The responsibilities of the warden included the prosecution of counterfeiters, and after some initial reluctance Newton set about the task with grim meticulousness. He built up a network of informers and, to extend his legal reach, got himself commissioned as a magistrate in Middlesex and each of the Home Counties. His name came to be feared in the London underworld, and he was gratified by the opinion of a Newgate prisoner that ‘the Warden of the Mint was a Rogue and if ever King James came againe he would shoot him.’
In 1698 Chaloner made a submission to Parliament complaining that ‘some of the Mint’ were scheming to ‘take away his life’ to prevent him exposing corruption at the highest level.
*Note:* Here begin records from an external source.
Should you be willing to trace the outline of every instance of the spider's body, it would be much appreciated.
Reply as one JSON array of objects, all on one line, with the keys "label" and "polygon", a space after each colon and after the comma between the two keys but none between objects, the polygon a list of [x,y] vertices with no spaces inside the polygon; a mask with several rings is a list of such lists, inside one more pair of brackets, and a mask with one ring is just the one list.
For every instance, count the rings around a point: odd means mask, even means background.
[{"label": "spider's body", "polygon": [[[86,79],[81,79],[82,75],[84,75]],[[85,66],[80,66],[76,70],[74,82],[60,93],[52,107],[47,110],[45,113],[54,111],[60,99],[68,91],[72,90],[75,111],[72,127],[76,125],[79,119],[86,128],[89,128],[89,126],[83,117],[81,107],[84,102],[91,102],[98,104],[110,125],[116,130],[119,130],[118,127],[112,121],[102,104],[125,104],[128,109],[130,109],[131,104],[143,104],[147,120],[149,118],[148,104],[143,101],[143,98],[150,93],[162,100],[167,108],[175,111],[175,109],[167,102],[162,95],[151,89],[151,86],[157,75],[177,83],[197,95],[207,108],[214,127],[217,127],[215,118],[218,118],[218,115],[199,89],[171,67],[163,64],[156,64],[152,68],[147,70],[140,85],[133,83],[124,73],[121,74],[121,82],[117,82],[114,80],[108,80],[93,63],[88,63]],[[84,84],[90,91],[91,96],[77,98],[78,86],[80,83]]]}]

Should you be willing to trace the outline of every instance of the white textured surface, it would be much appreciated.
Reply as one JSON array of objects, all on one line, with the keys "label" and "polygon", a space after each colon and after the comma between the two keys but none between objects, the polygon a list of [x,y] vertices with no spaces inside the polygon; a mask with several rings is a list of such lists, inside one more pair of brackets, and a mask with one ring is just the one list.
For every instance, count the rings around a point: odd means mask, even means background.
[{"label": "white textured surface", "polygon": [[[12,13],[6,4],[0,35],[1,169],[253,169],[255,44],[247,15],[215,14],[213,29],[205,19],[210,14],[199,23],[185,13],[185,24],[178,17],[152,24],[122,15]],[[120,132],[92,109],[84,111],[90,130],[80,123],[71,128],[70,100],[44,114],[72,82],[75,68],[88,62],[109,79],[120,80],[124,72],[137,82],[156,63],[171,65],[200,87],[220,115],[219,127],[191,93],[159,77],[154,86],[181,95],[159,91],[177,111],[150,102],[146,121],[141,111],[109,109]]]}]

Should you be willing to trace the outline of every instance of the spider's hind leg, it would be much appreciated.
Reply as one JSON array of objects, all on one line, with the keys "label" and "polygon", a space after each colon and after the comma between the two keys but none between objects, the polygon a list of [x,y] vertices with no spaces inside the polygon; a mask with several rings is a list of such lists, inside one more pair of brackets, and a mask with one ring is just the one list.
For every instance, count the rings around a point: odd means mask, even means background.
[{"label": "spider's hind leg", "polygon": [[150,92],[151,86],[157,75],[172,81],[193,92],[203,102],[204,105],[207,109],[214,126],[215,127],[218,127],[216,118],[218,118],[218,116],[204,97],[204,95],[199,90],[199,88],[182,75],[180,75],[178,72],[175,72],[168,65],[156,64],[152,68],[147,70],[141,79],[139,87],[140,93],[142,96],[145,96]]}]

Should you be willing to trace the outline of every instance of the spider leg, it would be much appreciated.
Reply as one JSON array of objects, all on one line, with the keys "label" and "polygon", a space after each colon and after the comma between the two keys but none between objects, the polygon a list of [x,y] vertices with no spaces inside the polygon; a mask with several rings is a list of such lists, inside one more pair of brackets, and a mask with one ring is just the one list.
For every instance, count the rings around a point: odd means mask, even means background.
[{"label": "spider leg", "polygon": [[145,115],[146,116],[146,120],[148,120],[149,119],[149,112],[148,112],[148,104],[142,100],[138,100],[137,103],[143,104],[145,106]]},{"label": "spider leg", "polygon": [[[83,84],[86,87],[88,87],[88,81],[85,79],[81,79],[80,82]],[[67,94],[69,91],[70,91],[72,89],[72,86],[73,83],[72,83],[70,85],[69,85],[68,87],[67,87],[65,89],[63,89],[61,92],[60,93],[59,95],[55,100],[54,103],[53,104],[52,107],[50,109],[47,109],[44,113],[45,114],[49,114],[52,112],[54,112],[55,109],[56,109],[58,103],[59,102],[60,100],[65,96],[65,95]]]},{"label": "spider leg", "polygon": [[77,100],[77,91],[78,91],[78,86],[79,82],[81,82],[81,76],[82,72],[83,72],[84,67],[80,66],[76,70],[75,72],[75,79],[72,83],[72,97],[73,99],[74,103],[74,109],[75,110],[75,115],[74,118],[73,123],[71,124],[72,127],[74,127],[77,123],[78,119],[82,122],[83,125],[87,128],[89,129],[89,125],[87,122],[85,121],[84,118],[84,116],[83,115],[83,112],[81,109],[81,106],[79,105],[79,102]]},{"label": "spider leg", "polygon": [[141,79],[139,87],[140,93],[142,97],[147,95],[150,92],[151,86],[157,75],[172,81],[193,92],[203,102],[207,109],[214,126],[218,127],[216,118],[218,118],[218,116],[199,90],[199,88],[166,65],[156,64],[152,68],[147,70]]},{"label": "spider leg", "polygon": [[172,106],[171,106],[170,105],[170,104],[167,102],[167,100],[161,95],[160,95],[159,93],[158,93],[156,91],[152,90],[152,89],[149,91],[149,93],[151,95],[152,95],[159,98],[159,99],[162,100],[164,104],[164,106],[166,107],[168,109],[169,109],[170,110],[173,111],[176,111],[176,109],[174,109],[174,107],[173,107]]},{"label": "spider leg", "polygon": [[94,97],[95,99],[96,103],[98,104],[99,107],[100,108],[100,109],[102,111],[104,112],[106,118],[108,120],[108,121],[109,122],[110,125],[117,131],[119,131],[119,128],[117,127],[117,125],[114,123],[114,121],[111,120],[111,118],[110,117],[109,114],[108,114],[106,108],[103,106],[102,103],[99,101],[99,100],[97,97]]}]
His allegations were taken seriously, but as Levenson sees it, he was making a terrible mistake in implicating the new warden. ‘Only months removed from the life of a Cambridge philosopher’, as he puts it, Newton had ‘managed incredibly swiftly to master every dirty job required of the 17th-century version of a big-city cop’. Did the superannuated scientist recognise Chaloner, subconsciously, as his doppelganger, another yokel on the make, a ‘direct rival’ to his own ‘mastery over metal’? Did he take unnatural pleasure in tormenting his suspects? Levenson does not doubt it. ‘No one should ever say that Isaac Newton was passionless,’ he says: when confronted with Chaloner, his anger ‘was never more intense’, and he would not rest till he could see his dark plebeian twin swinging from Tyburn tree.
It would be hard to dissent from Levenson’s theory that ‘the real Newton was a human being.’ But it’s not clear why, if we want to verify Newton’s participation in our common humanity, we should have to postulate a taste for savage vendetta. There is no evidence that Newton was more interested in Chaloner than in dozens of other suspected counterfeiters (he brought no fewer than 28 to trial at the Old Bailey); and if Newton was happy in his second career it could be that he was simply relishing the pleasure of effective political action, rather than getting in touch with his inner sadist. Like his good friend Locke he was wholly committed to the revolution, and he was glad to do what he could to defend it by strengthening the national currency. Newton’s political judgments may be open to question, but he need not be belittled for his laborious pursuit of the public good as he saw it.